Abstract

Motivation: In order to construct gene regulatory networks of higher organisms from gene expression and promoter sequence data efficiently, we developed FastMEDUSA. In this parallelized version of the regulatory network-modeling tool MEDUSA, expression and sequence data are shared among a user-defined number of processors on a single multi-core machine or cluster. Our results show that FastMEDUSA allows a more efficient utilization of computational resources. While the determination of a regulatory network of brain tumor in Homo sapiens takes 12 days with MEDUSA, FastMEDUSA obtained the same results in 6 h by utilizing 100 processors.
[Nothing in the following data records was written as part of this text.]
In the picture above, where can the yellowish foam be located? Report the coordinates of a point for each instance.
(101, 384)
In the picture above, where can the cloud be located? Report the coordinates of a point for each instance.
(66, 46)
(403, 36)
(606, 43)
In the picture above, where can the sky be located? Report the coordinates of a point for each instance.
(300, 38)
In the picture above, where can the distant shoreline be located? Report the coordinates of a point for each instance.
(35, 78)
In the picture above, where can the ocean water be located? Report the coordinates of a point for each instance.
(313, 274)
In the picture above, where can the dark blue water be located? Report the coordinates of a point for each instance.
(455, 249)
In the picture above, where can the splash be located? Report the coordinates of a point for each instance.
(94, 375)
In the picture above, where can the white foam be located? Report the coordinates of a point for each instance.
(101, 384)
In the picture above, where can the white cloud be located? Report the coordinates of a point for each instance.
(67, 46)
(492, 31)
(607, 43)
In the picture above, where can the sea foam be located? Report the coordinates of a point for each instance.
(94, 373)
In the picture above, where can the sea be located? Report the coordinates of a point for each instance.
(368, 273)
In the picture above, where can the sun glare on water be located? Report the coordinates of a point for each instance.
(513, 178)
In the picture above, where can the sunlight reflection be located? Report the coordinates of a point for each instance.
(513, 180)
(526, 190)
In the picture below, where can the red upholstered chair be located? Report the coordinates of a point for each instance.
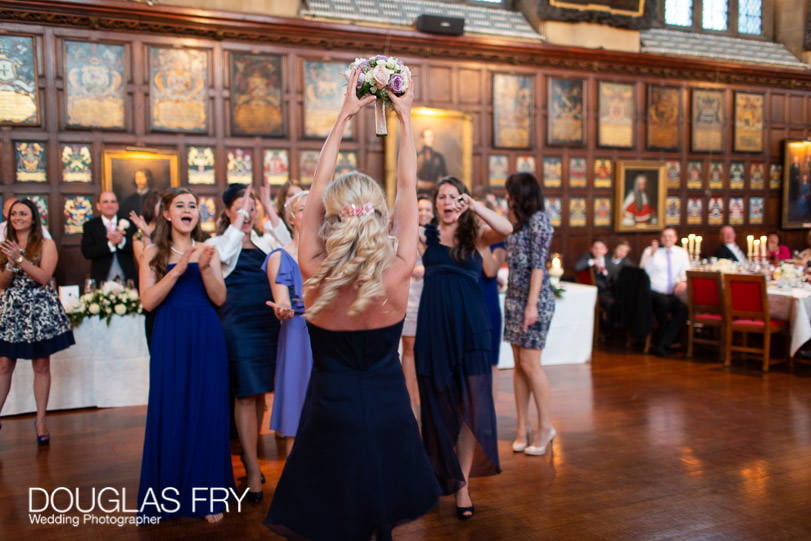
(586, 276)
(705, 306)
(746, 311)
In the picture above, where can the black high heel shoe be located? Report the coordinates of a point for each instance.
(42, 439)
(464, 513)
(261, 475)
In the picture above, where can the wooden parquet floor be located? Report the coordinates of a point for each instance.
(648, 448)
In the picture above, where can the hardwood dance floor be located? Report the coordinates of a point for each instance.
(648, 448)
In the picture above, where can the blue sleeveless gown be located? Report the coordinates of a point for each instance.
(452, 356)
(186, 444)
(357, 468)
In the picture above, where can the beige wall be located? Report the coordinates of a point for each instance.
(278, 8)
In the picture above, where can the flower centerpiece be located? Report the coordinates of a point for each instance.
(112, 299)
(380, 75)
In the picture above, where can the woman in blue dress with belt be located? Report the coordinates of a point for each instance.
(358, 468)
(452, 348)
(251, 330)
(187, 454)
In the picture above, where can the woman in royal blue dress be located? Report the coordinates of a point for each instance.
(358, 468)
(251, 331)
(452, 349)
(186, 444)
(294, 357)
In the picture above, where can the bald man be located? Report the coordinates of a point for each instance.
(107, 242)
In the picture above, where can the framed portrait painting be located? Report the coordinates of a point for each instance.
(796, 200)
(513, 97)
(639, 199)
(257, 101)
(131, 174)
(19, 91)
(664, 117)
(748, 122)
(178, 91)
(566, 125)
(707, 121)
(616, 115)
(444, 142)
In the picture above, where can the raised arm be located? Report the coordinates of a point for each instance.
(404, 214)
(311, 248)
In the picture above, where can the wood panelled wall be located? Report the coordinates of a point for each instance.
(450, 73)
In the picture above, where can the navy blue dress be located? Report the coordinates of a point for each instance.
(489, 287)
(452, 354)
(357, 467)
(251, 328)
(186, 444)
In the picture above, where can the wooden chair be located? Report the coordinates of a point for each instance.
(746, 311)
(705, 306)
(586, 277)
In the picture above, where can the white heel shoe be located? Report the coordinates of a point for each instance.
(532, 450)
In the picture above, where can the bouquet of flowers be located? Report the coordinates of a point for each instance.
(112, 299)
(380, 75)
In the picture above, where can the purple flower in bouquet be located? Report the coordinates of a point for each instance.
(380, 75)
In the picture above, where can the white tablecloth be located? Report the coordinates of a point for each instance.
(107, 367)
(794, 306)
(570, 334)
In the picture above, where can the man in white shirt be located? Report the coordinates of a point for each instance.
(107, 242)
(667, 268)
(729, 249)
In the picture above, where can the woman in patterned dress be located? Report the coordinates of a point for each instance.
(529, 307)
(33, 324)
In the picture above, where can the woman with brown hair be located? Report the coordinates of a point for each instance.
(33, 324)
(452, 349)
(186, 443)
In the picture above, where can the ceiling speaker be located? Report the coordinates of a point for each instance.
(441, 24)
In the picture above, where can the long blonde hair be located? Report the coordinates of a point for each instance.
(357, 246)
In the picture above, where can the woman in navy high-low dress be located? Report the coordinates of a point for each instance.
(452, 349)
(357, 468)
(186, 444)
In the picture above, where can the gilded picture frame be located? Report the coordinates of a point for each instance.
(615, 115)
(257, 95)
(513, 99)
(119, 168)
(796, 196)
(452, 133)
(707, 121)
(748, 122)
(639, 197)
(565, 112)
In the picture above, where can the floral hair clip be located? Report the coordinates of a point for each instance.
(357, 210)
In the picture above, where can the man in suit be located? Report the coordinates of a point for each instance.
(107, 242)
(667, 267)
(729, 249)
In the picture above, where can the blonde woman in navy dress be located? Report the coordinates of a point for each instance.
(528, 309)
(33, 324)
(358, 468)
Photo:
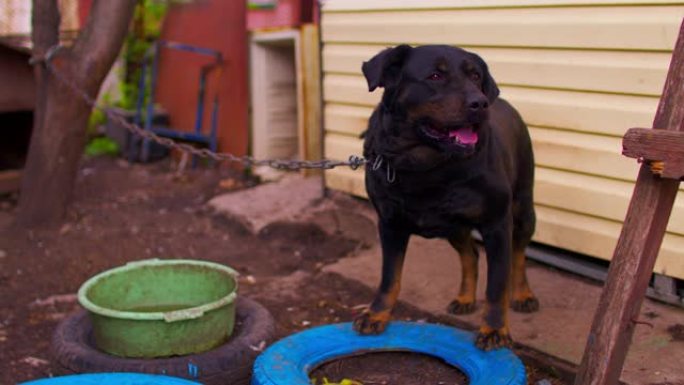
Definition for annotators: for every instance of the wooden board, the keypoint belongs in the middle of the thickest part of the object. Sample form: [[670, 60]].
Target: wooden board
[[637, 248], [608, 114], [615, 27], [405, 5], [598, 71], [580, 73], [311, 109]]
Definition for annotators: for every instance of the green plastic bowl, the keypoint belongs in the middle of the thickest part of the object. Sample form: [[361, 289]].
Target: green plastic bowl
[[160, 308]]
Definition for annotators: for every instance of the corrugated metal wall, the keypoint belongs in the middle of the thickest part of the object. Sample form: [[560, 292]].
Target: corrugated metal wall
[[580, 72]]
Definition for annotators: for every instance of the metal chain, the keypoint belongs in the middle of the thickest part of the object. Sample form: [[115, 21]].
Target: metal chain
[[353, 162]]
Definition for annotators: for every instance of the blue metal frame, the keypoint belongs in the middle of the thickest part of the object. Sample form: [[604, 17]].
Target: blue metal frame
[[210, 139]]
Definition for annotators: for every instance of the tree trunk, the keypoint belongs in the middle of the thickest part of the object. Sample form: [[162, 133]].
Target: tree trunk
[[61, 116]]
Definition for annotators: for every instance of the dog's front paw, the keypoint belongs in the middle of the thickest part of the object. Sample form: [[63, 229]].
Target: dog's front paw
[[461, 307], [489, 339], [525, 305], [370, 322]]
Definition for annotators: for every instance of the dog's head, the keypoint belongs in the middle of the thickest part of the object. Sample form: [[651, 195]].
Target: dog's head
[[442, 92]]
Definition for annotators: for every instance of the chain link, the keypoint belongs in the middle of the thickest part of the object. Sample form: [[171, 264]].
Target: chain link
[[353, 162]]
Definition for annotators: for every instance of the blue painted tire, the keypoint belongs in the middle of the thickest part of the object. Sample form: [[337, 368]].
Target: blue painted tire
[[112, 379], [289, 361]]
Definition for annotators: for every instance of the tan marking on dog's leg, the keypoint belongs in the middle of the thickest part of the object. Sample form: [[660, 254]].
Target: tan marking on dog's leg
[[464, 303], [494, 332], [523, 300]]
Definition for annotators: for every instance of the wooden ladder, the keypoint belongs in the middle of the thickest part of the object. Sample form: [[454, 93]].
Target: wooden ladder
[[661, 152]]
Availability: Source code and documentation of FastMEDUSA are available at https://wiki.nci.nih.gov/display/NOBbioinf/FastMEDUSA

Contact:  hfine@mail.nih.gov

Supplementary information:  Supplementary data are available at Bioinformatics online.

1 INTRODUCTION

Among the numerous ways to determine gene regulatory networks of higher organism (Bussemaker et al., 2001; Elemento et al., 2007; Segal et al., 2003), MEDUSA is a well-known and powerful computational tool (Kundaje et al., 2008). Utilizing a boosting algorithm (Freund and Shapire, 1997), MEDUSA models promoter sequences and gene expression data from various experimental conditions. Providing a global predictive model of condition-specific expression states of target genes, MEDUSA has been successfully used to discover novel regulators in oxygen and heme regulatory networks in Saccharomyces cerevisiae (Kundaje et al., 2008).
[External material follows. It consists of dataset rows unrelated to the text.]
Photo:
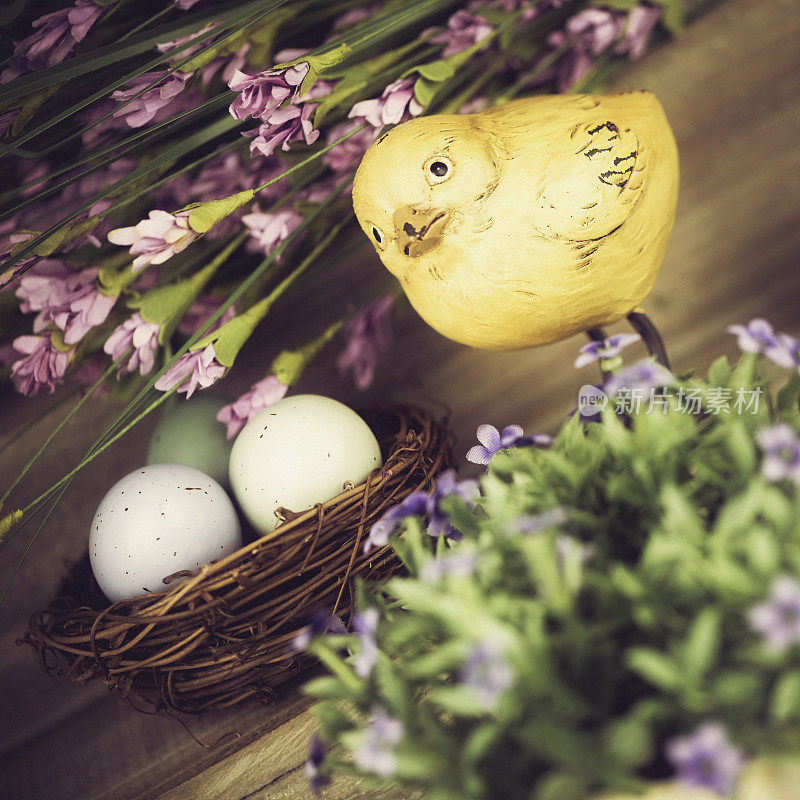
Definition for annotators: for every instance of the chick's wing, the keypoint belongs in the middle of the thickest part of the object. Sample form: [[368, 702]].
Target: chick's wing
[[593, 181]]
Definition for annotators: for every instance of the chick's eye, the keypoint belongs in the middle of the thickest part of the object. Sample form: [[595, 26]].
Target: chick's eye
[[438, 169]]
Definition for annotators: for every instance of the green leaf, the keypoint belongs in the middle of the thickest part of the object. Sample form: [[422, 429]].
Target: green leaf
[[289, 365], [655, 667], [719, 373], [699, 651], [204, 216], [8, 522], [785, 701]]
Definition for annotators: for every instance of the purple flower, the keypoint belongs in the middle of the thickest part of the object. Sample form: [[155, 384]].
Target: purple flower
[[487, 673], [605, 350], [759, 337], [260, 95], [143, 109], [463, 31], [56, 37], [43, 365], [262, 394], [192, 369], [368, 335], [69, 300], [638, 27], [157, 239], [365, 624], [777, 619], [492, 442], [316, 756], [706, 758], [781, 447], [138, 334], [643, 375], [347, 155], [282, 127], [320, 622], [588, 34], [269, 229], [422, 503], [396, 104], [457, 564], [375, 753]]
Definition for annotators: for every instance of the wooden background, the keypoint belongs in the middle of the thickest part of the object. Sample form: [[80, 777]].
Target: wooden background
[[731, 88]]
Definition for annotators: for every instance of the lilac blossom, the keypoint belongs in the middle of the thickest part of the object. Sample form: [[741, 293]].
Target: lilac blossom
[[157, 239], [261, 395], [316, 756], [260, 95], [53, 40], [777, 619], [464, 30], [759, 337], [365, 624], [284, 126], [457, 564], [587, 34], [347, 155], [781, 447], [424, 504], [367, 336], [638, 29], [138, 334], [487, 673], [706, 758], [141, 110], [269, 229], [643, 375], [320, 623], [43, 365], [72, 301], [493, 441], [376, 752], [396, 104], [192, 369], [606, 349]]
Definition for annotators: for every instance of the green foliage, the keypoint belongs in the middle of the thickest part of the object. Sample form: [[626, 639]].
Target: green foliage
[[609, 651]]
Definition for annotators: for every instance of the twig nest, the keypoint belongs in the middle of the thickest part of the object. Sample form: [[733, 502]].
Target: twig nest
[[226, 633]]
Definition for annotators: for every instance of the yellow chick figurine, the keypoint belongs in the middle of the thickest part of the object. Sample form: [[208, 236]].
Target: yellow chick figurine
[[526, 223]]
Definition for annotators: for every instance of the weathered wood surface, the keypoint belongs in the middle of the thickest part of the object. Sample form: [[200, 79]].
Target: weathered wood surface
[[730, 87]]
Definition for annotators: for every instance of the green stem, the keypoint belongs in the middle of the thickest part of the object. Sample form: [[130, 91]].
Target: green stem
[[77, 407]]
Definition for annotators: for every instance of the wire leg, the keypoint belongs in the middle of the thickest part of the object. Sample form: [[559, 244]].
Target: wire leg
[[650, 336]]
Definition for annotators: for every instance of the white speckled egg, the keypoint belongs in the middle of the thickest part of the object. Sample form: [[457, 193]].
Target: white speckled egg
[[299, 451], [156, 521]]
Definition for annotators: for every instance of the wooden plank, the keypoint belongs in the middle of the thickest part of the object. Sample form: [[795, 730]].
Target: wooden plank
[[729, 86]]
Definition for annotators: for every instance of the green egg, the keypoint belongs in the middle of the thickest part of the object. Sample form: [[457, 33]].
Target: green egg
[[190, 434]]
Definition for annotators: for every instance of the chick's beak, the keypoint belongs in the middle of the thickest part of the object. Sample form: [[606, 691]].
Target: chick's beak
[[418, 230]]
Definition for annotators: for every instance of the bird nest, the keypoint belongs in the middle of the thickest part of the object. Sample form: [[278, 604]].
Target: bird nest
[[226, 634]]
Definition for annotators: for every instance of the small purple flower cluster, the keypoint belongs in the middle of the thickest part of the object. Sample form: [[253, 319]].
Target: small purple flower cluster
[[273, 97], [424, 504]]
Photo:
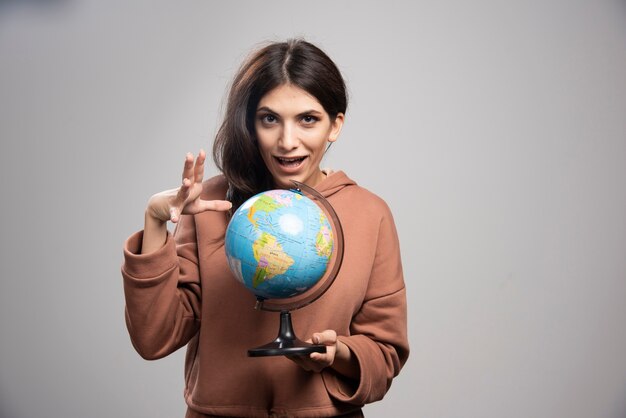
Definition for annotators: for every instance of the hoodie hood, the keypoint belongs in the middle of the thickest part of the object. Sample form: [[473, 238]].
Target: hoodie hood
[[334, 182]]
Although MEDUSA is a powerful computational tool for inferring gene regulatory networks, it has certain limitations. MEDUSA requires the commercially available software package, MATLAB. In addition, the execution time of MEDUSA increases dramatically with larger sizes of input data sets. For example, MEDUSA needed >4 weeks for the modeling and analysis of about 7000 genes using 1000 iterations. Parallel computing has been used to solve the latter problem for several bioinformatics applications to date (Xiaohong et al., 2009). Here we introduce FastMEDUSA, a fast, parallelized, open source implementation of MEDUSA in C++ that uses freely available libraries. Our benchmark results showed that FastMEDUSA allows to model gene sets about 40 times faster than the original implementation of MEDUSA, utilizing 100 processors.

2 METHODS

2.1 Algorithm

In MEDUSA, a training set consists of a matrix of discretized expression pairs (g, e) of a gene g in experiment e. MEDUSA applies boosting on the training set to iteratively build an alternating decision tree (ADT), which consists of weighted weak classifiers. A weak classifier, which consists of a motif m, regulator r and expression state s of r, classifies a set of examples (g, e) where motif m is present in the promoter of gene g and the expression state of regulator r is s in experiment e. A weak classifier with maximum classifier score is added to the ADT iteratively. Each element in the training set is reweighted for the next iteration where misclassified elements get a higher weight than accurately classified elements. In a final ADT, the total weight (i.e. prediction score) of the weak classifiers that satisfy an element in the test set represents the overall prediction for this element.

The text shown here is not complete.